Here, we’ll just construct query for all of chromosome 22 using the helper function get_genome

query_granges <- PeakyFinders::get_genome(genome = "hg19",
                                          keep.chr = 22)
## 
## Attaching package: 'generics'
## The following objects are masked from 'package:base':
## 
##     as.difftime, as.factor, as.ordered, intersect, is.element, setdiff,
##     setequal, union
## 
## Attaching package: 'BiocGenerics'
## The following objects are masked from 'package:stats':
## 
##     IQR, mad, sd, var, xtabs
## The following objects are masked from 'package:base':
## 
##     anyDuplicated, aperm, append, as.data.frame, basename, cbind,
##     colnames, dirname, do.call, duplicated, eval, evalq, Filter, Find,
##     get, grep, grepl, is.unsorted, lapply, Map, mapply, match, mget,
##     order, paste, pmax, pmax.int, pmin, pmin.int, Position, rank,
##     rbind, Reduce, rownames, sapply, saveRDS, table, tapply, unique,
##     unsplit, which.max, which.min
## 
## Attaching package: 'S4Vectors'
## The following object is masked from 'package:utils':
## 
##     findMatches
## The following objects are masked from 'package:base':
## 
##     expand.grid, I, unname
## 
## Attaching package: 'Biostrings'
## The following object is masked from 'package:base':
## 
##     strsplit
grl2 <- tryCatch({
    PeakyFinders::import_peaks(
        ids = "GSM945244",
        searches = construct_searches(keys = c("narrowpeak",
                                               "broadpeak")),
        builds = "hg19",
        query_granges = query_granges,
        query_granges_build = "hg19")
}, error = function(e) {
    message("GEO import skipped: ", conditionMessage(e))
    NULL
})
## Processing id(s).
## 1 unique GEO id(s) identified.
## dat is already a GRanges object.
## Querying 1 id(s) from: GEO
## Processing id: >>> GSM945244 <<<
## Determining available file types.
## Found file link(s) for 2 categories.
## narrowpeak : 
## >>> https://ftp.ncbi.nlm.nih.gov/geo/samples/GSM945nnn/GSM945244/suppl//GSM945244_hg19_wgEncodeUwHistoneA549H3k04me3StdPkRep1.narrowPeak.gz
## >>> https://ftp.ncbi.nlm.nih.gov/geo/samples/GSM945nnn/GSM945244/suppl//GSM945244_hg19_wgEncodeUwHistoneA549H3k04me3StdPkRep2.narrowPeak.gz
## broadpeak : 
## >>> https://ftp.ncbi.nlm.nih.gov/geo/samples/GSM945nnn/GSM945244/suppl//GSM945244_hg19_wgEncodeUwHistoneA549H3k04me3StdHotspotsRep1.broadPeak.gz
## >>> https://ftp.ncbi.nlm.nih.gov/geo/samples/GSM945nnn/GSM945244/suppl//GSM945244_hg19_wgEncodeUwHistoneA549H3k04me3StdHotspotsRep2.broadPeak.gz
## grlist is already in the output_build format. Skipping liftover.
## 
## Importing 2 pre-computed narrowPeak files.
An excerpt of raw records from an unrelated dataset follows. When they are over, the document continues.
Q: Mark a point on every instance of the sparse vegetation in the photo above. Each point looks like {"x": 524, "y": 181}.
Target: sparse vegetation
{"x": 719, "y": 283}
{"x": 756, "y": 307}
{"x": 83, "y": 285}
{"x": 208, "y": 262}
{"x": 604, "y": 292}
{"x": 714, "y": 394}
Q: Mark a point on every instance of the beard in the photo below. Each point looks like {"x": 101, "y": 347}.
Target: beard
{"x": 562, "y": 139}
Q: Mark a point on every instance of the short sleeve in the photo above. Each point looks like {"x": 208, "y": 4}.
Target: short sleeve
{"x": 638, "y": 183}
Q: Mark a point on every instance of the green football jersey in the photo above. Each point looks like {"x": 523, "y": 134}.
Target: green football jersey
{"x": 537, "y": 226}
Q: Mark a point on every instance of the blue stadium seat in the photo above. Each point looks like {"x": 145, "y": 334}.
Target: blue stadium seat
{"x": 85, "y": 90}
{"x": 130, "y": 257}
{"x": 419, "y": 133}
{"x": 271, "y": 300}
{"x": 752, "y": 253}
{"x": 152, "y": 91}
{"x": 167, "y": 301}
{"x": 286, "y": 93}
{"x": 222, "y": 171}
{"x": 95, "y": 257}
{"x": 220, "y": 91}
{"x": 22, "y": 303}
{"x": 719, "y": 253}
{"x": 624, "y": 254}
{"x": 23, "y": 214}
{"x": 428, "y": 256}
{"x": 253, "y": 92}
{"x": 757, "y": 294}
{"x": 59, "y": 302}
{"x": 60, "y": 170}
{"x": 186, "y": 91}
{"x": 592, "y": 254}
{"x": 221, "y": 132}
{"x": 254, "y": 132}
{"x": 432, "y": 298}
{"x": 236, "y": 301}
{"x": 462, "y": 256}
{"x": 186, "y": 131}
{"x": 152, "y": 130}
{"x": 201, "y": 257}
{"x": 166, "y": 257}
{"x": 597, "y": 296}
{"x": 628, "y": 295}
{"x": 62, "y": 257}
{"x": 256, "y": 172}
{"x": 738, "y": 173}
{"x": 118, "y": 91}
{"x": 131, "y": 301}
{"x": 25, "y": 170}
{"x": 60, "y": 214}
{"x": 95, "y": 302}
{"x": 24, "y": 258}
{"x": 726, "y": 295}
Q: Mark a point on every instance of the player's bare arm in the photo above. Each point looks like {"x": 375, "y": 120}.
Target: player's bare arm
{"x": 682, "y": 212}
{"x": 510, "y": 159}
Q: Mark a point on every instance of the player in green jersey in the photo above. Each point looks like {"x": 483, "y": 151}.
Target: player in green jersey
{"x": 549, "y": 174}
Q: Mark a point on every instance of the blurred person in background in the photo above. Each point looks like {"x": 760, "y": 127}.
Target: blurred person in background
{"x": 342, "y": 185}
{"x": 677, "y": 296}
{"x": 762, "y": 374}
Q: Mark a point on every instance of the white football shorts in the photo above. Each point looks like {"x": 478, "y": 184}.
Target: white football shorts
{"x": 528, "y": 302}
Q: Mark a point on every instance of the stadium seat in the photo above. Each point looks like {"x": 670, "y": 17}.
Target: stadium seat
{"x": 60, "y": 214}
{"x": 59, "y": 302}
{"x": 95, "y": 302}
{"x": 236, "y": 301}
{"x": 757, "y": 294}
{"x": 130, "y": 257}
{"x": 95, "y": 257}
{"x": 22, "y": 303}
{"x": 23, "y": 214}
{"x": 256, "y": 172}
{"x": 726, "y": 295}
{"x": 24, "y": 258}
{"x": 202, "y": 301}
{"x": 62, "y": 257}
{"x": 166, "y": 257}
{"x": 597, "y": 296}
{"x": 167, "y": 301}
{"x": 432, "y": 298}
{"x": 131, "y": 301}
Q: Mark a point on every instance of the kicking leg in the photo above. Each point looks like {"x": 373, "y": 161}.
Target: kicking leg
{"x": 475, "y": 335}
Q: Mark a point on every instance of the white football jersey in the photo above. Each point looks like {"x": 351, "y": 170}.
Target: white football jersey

##  - https://ftp.ncbi.nlm.nih.gov/geo/samples/GSM945nnn/GSM945244/suppl//GSM945244_hg19_wgEncodeUwHistoneA549H3k04me3StdPkRep1.narrowPeak.gz
##  - https://ftp.ncbi.nlm.nih.gov/geo/samples/GSM945nnn/GSM945244/suppl//GSM945244_hg19_wgEncodeUwHistoneA549H3k04me3StdPkRep2.narrowPeak.gz
## Importing pre-computed broadPeak files.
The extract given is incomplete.